A pair of excavators, one large and one small, provided by Kaua‘i County, made numerous attempts to free the whale from the shoreline and move it onto the beach. High tide brought it to shore overnight.
This afternoon, a large excavator from the DLNR Division of Forestry and Wildlife (DOFAW) joined the two county machines, in another attempt to free the massive animal from the shoreline, where it’s embedded in wet sand.
Once the carcass is on dry ground, Dr. Kristi West and her team from the University of Hawai‘i Health and Stranding Lab will begin a preliminary investigation into the whale’s death.
“There are many possible causes including disease, injuries from a vessel strike, entanglement with discarded fishing line, or ingestion of plastic marine debris,” West explained.
Experts won’t be able to settle on an exact cause of death until lab tests are returned in several months. “It’s important for us to probe each death of our marine mammals, sentinel animals like this whale, as that can provide information and data that helps inform management decisions and can provide a more complete picture of species health.”

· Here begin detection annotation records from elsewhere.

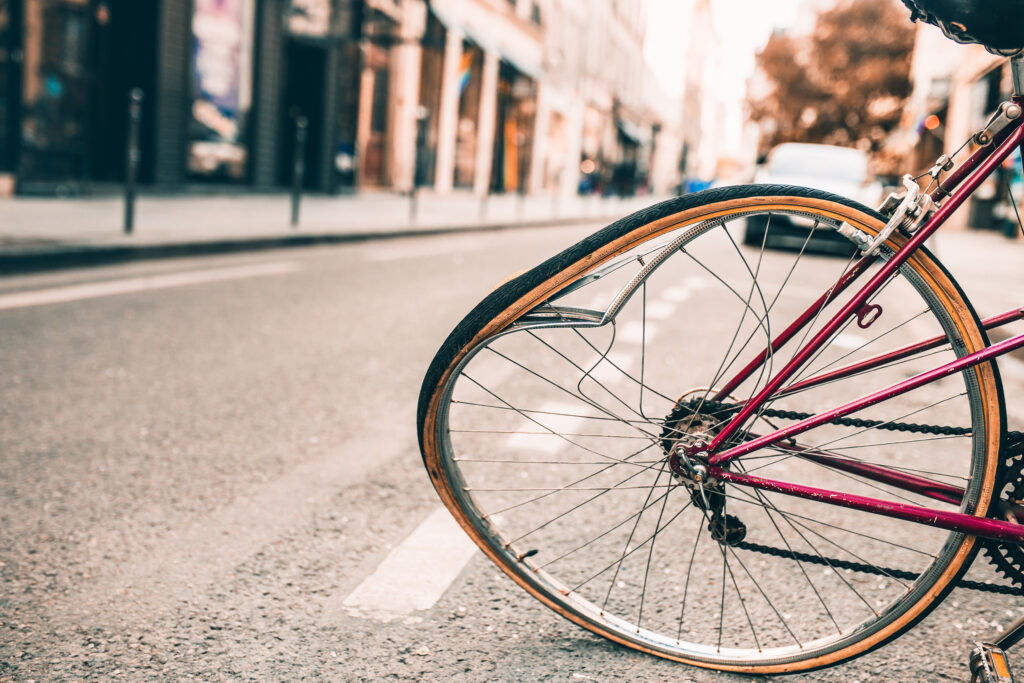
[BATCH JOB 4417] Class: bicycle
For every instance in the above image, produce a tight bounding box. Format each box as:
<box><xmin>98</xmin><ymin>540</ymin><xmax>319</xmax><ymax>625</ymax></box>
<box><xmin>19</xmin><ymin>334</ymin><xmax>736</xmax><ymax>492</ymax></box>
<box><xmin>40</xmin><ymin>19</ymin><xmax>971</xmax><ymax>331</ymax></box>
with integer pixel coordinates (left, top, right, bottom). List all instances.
<box><xmin>418</xmin><ymin>0</ymin><xmax>1024</xmax><ymax>681</ymax></box>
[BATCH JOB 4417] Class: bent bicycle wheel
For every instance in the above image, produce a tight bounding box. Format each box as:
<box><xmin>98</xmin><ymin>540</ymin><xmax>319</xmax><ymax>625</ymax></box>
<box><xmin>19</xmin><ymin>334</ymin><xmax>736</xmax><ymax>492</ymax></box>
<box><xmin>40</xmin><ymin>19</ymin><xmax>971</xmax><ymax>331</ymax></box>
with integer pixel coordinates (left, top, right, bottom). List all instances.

Today’s operation was under the watchful eye of Jamie Thomton, the Kaua‘i Stranding Coordinator with NOAA Fisheries. “Based on how fresh the carcass is, the whale probably died in the last few days.”
Native Hawaiian practitioners also viewed the day’s activities and conducted cultural protocols throughout the day.
Mimi Olry, the Kaua‘i Stranding Response Coordinator with the DLNR Division of Aquatic Resources (DAR) said sperm whales don’t wash ashore on Kaua‘i all that often. “This one happened at a busy beach park, so many people saw it and watched today’s efforts.”
Police lines were moved back as heavy equipment arrived on the scene and officers from the DLNR Division of Conservation and Resources Enforcement (DOCARE) had to shoo several people off the beach or from the closed park area for their safety.
Thomton said each stranding presents different challenges. Once the whale is on the sand he thinks the post-mortem exam will go smoothly.
The remains of the whale will be buried in an area that has been approved by the DLNR State Historical Preservation Division (SHPD) to ensure no iwi kūpuna will be disturbed.
Large mammal strandings demonstrate the high level of collaboration between federal, state, and county agencies.
Sperm whales are listed as endangered under the Endangered Species Act and are protected under the ESA and the Marine Mammal Protection Act. It is against both federal and state law to remove any body parts or bones from these whales.